Kekeç Şanında
Müminler ölümsüzlüğe inanır. Ölümsüzlüğe yani
bekaya. Serapa, sonsuzluk âlemine iman ederler. Onlar için ölüm ‘dünya
misafirhanesinden terhis’tir. Asıl vatana, ebedî yurda, ahiret diyarına göç
ediştir. Kabir, hakiki bir Müslüman için ‘cennet bahçesi’dir. Bunun için
bedenler ölse de ruhlar hay’dır, diridir ve asla ölmez.
Ahmet Kekeç dört sene önce İlahi daveti aldı, ezelî
ve ebedî yola çıktı. Ölümsüzler kervanına o da katılmıştı. Pazar günü “Mihmandar-ı
Nebi” Ebu Eyyübe’l Ensarî’nin semtinde misafirdik. Yeni Dünya Vakfı’nda sohbet
meclisi kuruldu, kelamlar edildi, hüsn-ü şehadetler edildi ve yazarımız
rahmetle, muhabbetle, hürmetle yâd edildi. Hissettik, ruhaniyeti aramızdaydı.
Zaten bedenen de yakınımızdaydı.
Şerif Aydemir, Bedir Acar, Bünyamin Yılmaz, Suavi
Kemal Yazgıç, İsmail Fatih Ceylan ne güzel beyanlarda bulundular, ne kadar
anlamlı hatıraları paylaştılar. Destansı hayatı, etkili yazıları, kıymetli
kitapları, olağanüstü cesareti, teslim olmayan imanı konuşuldu. Sonra Kur’an-ı
Kerim okundu ruhuna.

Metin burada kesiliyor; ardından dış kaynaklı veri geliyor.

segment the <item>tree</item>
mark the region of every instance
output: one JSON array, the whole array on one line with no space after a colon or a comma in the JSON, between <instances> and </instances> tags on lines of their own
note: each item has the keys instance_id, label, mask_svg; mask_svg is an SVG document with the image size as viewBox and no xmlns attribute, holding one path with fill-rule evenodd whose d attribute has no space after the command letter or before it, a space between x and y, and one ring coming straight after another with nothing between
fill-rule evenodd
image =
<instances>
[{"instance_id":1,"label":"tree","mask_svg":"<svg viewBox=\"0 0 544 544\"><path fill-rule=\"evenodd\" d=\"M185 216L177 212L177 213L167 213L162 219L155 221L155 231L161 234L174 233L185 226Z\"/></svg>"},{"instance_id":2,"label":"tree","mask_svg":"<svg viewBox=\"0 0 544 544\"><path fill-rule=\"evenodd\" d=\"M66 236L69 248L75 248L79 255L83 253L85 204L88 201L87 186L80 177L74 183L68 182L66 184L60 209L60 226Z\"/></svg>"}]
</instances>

Hep birlikte hazireye geçtik. Kabrinin başında dualar
edildi, Fatihalar okundu. Çok güzel, manidar hâllerdi.
O şüphesiz son dönemin en iyi köşe yazarlarından
birisiydi. Mutfakta pişmiş, sonra basın pazarına düşmüştü. Mizacı gereği
mütevazıydı ama inancına, ülkesine saldırıldığında bir arslan edasına
bürünürdü. O munis adamın kalemi bir anda keskin kılınca dönüşürdü. Artık
mukaddesat düşmanları paylarına düşenleri alırdı. Bu yönüyle hep Osmanlı
akıncılarına, uç beylerine benzetirdim kendisini. Dosta tevazu abidesi, düşmana
ise şahin. Tam da bir mümine yakışan eda.

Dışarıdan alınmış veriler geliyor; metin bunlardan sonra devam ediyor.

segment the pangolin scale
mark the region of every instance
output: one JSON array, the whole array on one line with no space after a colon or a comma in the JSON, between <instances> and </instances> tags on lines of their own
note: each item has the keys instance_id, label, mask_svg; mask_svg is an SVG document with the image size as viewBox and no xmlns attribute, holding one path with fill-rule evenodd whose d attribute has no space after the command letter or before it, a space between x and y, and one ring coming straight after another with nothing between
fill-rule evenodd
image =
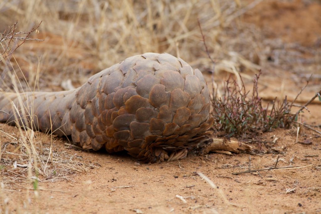
<instances>
[{"instance_id":1,"label":"pangolin scale","mask_svg":"<svg viewBox=\"0 0 321 214\"><path fill-rule=\"evenodd\" d=\"M213 123L210 107L199 70L169 54L146 53L102 71L74 90L0 92L0 122L32 124L43 132L52 127L54 133L71 135L83 148L125 150L154 162L186 157Z\"/></svg>"}]
</instances>

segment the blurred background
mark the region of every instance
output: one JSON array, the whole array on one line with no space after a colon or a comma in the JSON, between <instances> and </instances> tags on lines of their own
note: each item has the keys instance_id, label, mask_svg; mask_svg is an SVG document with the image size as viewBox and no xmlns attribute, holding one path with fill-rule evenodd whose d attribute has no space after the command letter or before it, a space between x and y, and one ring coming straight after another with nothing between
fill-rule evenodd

Esasen birçok edip gibi o da ‘evladü iyal’ için
basında bulundu. Yüreğinde taşıdığı anka kuşu onu hep büyük romanlara, iyi
hikâyelere çağırıyordu. Neylersiniz ki o, densizlerin hücumlarına mukabele
etmekle de kendisini görevli sayıyordu. Bunun için kalemini yontuyor ve hak
eden kişilere yöneltiyordu. Fırsat buldukça, belki bazı geceler edebiyat
ummanına dalıyordu. O vakitlerde sıra dışı eserlere imza atıyordu. Yağmurdan Sonra’yı yeniden okuyorum. Bir
dönem ancak bu kadar güzel anlatılabilir. 28 Şubat Zulmü bu denli başarıyla hissettirilebilir.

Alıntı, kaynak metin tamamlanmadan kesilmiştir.